Douze sites de deepfakes sexuels fermés : une avancée majeure de la justice à New York

Une opération judiciaire d’envergure a récemment ciblé l’industrie des deepfakes sexuels aux États-Unis. Le lundi 15 mai 2026, les autorités de New York ont annoncé la saisie de douze noms de domaine utilisés pour diffuser des contenus pornographiques générés ou modifiés par intelligence artificielle, et ce, sans le consentement des personnes représentées. Le procureur de Manhattan, Alvin Bragg, a indiqué qu’environ 1 200 victimes figuraient sur ces plateformes, incluant des acteurs, des personnalités politiques et d’autres figures publiques.

EN BREF

  • Douze noms de domaine liés à des deepfakes sexuels ont été saisis à New York.
  • Environ 1 200 victimes, dont des célébrités, sont concernées par ces contenus.
  • Cette opération s’inscrit dans un cadre juridique renforcé contre la diffusion d’images non consenties.

Alvin Bragg a qualifié cette saisie de la plus importante jamais effectuée en matière de noms de domaine consacrés à des contenus illégaux de ce type. Parmi les sites saisis, certains portaient des noms tels que « AI Celebs ». Le procureur a précisé que partager des images ou vidéos réelles de personnes engagées dans des rapports sexuels sans leur autorisation est illégal dans l’État de New York. Cela s’applique également aux contenus générés ou modifiés par des outils d’intelligence artificielle.

L’enquête initiale a été déclenchée suite au signalement d’une victime. Bien que le procureur n’ait pas confirmé si des arrestations avaient été effectuées, il a ajouté que les investigations se poursuivent pour identifier les responsables des plateformes concernées. « Nos enquêtes sur les sites de pornographie de deepfakes et leurs créateurs ne font que commencer », a-t-il déclaré, soulignant l’engagement continu de son bureau dans la lutte contre la criminalité.

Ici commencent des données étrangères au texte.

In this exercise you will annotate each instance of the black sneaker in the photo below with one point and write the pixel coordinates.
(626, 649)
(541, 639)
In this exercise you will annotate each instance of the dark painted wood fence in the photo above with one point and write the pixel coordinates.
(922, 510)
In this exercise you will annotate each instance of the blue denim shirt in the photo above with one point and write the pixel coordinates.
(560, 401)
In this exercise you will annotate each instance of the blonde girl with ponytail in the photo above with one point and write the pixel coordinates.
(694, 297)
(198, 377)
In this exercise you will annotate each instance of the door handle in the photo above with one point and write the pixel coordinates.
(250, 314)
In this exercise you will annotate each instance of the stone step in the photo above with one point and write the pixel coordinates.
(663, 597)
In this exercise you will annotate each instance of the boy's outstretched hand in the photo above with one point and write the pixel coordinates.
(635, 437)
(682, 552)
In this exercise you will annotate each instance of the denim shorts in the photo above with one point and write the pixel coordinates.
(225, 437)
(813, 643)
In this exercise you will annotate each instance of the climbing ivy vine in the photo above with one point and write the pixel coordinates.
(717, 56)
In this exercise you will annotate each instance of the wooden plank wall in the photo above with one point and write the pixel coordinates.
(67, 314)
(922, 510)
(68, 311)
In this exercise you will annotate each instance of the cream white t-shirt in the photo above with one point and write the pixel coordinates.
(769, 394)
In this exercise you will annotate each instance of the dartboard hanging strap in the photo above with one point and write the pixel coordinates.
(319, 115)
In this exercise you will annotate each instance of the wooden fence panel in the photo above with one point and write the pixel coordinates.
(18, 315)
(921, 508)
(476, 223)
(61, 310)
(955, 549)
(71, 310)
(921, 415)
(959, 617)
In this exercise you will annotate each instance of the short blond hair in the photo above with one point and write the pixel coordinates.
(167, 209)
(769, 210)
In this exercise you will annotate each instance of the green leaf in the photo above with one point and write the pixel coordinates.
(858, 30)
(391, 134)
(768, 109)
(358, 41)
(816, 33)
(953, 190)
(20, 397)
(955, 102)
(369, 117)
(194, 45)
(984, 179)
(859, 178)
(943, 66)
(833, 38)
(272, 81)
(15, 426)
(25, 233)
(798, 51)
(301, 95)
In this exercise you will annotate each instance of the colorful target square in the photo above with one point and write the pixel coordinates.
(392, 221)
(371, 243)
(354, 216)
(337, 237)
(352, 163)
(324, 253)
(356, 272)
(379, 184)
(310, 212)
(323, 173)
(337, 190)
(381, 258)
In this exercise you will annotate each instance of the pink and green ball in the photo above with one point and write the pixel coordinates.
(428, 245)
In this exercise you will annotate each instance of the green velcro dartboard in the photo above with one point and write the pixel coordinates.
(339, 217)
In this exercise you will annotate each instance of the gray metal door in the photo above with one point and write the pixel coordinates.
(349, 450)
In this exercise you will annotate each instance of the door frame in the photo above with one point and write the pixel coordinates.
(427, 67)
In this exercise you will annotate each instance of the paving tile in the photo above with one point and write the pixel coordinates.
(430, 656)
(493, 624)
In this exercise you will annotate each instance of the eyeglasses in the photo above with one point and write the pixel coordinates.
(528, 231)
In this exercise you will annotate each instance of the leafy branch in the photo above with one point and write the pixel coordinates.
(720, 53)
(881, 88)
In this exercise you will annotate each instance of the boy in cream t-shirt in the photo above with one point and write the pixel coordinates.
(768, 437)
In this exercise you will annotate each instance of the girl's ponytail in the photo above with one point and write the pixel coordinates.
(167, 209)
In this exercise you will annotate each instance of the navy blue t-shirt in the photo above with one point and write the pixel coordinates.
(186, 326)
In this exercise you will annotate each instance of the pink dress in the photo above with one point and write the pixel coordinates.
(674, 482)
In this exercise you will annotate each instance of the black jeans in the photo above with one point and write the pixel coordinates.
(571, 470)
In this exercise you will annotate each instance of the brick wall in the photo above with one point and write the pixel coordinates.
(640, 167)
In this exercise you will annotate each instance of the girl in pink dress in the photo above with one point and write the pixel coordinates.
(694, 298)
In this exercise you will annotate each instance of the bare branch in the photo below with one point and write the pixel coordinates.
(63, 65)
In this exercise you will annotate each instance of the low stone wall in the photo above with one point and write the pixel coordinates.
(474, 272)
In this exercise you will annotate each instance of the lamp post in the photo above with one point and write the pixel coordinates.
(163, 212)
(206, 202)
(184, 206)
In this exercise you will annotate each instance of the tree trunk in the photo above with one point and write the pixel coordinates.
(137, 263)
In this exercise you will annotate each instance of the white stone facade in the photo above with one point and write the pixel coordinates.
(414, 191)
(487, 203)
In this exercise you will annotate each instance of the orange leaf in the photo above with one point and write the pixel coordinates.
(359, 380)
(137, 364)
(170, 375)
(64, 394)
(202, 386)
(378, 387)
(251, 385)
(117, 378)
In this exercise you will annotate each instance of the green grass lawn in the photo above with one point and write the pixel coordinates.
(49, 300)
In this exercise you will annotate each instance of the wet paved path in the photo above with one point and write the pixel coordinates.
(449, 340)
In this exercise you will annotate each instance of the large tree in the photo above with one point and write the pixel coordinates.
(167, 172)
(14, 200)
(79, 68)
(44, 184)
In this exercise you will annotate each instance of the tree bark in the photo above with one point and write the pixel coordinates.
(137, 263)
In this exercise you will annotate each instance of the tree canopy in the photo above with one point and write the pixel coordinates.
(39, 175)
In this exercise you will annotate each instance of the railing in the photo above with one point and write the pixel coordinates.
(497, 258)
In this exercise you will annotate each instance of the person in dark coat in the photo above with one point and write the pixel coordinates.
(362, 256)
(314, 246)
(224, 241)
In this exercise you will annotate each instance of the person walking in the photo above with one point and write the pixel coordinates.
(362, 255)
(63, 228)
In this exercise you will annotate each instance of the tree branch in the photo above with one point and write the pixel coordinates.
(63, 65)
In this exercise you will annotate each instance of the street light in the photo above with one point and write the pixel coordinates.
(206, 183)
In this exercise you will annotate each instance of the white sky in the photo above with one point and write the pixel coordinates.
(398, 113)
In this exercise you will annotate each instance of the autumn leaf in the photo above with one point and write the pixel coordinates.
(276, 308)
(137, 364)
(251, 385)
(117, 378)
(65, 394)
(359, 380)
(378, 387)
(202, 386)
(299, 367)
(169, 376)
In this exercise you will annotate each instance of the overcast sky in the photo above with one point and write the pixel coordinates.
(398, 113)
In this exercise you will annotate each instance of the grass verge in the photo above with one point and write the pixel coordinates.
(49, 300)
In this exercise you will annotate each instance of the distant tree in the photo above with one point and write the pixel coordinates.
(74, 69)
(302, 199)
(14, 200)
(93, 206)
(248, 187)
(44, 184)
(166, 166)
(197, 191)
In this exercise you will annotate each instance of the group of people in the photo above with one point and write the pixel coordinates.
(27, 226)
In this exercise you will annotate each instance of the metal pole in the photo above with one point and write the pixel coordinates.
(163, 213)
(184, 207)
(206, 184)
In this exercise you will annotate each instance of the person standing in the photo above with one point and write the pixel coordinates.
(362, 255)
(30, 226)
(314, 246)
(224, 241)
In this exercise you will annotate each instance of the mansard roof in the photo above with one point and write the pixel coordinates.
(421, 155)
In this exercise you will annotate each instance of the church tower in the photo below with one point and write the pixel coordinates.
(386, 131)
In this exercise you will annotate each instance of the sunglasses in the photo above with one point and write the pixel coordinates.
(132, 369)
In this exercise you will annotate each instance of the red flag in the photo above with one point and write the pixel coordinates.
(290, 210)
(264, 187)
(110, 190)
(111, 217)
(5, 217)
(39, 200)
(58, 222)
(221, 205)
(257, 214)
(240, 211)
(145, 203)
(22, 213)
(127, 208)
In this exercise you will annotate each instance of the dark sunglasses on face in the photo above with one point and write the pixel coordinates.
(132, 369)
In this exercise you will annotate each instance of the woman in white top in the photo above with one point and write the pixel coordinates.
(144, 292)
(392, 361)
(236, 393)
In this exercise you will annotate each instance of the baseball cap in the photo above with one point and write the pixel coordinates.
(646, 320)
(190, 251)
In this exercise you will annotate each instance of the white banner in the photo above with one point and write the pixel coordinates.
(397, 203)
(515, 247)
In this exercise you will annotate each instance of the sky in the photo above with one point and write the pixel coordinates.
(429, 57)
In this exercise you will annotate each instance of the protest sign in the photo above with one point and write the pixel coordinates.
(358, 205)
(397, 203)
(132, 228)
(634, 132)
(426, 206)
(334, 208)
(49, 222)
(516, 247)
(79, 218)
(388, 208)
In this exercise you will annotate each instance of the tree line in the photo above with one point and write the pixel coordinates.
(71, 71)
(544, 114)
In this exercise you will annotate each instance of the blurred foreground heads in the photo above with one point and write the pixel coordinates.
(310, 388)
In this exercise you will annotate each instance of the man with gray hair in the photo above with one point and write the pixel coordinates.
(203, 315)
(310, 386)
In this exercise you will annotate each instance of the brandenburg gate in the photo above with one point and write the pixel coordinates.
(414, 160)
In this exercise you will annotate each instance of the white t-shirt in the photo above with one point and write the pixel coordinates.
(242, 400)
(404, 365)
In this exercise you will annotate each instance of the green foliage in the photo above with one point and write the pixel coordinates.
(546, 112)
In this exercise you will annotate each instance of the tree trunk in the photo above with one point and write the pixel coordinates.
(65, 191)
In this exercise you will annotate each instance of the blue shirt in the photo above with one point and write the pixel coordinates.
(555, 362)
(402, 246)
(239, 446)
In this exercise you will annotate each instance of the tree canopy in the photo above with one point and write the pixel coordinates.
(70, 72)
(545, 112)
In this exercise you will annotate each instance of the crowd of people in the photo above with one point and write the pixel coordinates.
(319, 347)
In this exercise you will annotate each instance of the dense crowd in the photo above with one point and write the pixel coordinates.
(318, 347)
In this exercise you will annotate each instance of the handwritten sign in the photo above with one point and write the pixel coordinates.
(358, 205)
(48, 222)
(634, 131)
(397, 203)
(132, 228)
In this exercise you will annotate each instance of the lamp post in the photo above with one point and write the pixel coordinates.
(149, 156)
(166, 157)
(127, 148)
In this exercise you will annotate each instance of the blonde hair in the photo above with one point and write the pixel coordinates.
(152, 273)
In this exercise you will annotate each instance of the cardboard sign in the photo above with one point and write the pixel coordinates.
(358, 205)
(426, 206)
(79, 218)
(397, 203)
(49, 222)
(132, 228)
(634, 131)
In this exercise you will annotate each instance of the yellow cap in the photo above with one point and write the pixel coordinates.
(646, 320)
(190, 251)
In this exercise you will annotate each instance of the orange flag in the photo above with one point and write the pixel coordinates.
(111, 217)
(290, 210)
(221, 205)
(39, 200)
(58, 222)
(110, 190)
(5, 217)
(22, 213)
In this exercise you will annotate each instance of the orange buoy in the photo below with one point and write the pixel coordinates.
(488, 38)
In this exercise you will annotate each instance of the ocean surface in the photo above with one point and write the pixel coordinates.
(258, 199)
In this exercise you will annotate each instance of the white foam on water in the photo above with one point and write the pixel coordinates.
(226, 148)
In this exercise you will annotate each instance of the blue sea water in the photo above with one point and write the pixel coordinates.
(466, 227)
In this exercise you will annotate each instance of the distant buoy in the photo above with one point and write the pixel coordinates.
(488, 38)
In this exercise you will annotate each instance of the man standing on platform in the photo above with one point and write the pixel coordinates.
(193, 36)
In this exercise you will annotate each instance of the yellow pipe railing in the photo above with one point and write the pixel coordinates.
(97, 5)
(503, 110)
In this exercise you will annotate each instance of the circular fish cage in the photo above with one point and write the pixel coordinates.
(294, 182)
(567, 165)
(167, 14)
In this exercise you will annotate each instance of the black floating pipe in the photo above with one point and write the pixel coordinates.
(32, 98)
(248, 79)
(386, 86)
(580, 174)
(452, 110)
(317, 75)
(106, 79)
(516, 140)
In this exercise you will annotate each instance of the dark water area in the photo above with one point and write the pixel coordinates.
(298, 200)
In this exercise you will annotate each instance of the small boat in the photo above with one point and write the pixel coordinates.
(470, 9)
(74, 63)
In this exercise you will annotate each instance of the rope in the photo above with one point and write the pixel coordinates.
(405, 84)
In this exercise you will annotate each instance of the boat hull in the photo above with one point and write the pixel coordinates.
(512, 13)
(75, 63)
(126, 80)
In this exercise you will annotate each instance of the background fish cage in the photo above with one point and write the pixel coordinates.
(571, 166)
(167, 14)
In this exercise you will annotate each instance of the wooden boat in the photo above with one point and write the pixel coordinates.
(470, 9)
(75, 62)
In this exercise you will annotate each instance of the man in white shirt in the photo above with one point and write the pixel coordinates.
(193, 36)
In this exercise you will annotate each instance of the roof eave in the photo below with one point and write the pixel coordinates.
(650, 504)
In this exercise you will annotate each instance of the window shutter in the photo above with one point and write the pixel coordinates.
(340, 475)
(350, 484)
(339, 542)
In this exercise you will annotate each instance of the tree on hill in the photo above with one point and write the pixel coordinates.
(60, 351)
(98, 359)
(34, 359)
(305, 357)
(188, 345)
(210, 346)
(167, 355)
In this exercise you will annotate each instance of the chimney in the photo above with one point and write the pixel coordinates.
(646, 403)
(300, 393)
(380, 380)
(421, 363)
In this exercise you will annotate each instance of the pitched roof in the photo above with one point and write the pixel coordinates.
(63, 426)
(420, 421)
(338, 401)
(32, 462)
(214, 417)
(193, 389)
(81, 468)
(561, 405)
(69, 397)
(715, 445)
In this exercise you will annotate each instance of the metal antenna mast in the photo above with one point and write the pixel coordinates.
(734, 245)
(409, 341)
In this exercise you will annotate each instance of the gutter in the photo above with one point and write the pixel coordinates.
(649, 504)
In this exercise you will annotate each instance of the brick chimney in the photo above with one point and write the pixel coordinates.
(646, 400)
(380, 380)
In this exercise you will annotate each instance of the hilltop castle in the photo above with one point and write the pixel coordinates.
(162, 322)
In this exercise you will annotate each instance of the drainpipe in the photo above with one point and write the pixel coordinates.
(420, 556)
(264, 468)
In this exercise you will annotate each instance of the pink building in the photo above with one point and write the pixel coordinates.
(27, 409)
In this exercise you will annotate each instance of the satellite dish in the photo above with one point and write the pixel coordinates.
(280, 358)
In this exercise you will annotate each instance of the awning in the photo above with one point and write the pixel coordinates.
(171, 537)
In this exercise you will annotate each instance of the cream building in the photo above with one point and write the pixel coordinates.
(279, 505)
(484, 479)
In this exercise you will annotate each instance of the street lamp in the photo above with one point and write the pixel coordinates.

Selon le média Wired, les douze sites ciblés permettaient de publier, partager ou vendre des vidéos sexuelles truquées, représentant majoritairement des femmes. Certaines de ces plateformes auraient même attiré des millions de visiteurs, proposant des vidéos de plusieurs minutes réalisées en remplaçant le visage d’actrices pornographiques par celui de célébrités ou de figures publiques. Certaines vidéos archivées ont été vues plusieurs dizaines de milliers de fois.

Wired a également rapporté que plusieurs des sites saisis avaient déjà remplacé leur page d’accueil par un message indiquant que « ce domaine a été saisi », et ce, avant même l’annonce officielle du procureur. Benjamin Shultz, un chercheur à l’American Sunlight Project, a noté que certaines plateformes proposaient des profils d’élus, comprenant leur nom, leur fonction et une série de vidéos manipulées. Une partie des contenus sur ces sites aurait précédemment circulé sur MrDeepFakes, un site majeur spécialisé qui a été fermé en 2025.

Cette saisie intervient dans un contexte où le cadre juridique américain se renforce face à la diffusion d’images intimes sans consentement. En mai 2026, les États-Unis ont commencé à appliquer le « Take It Down Act », promulgué l’année précédente par Donald Trump. Cette loi rend illégale la diffusion en ligne d’images sexuelles non consenties, y compris celles produites par des outils d’intelligence artificielle, et impose aux plateformes technologiques de retirer de tels contenus.

Cette initiative judiciaire marque une étape significative dans la lutte contre l’exploitation des technologies de deepfakes. Les conséquences de cette action pourraient influencer les pratiques de l’industrie du divertissement et renforcer la protection des droits individuels à l’ère numérique.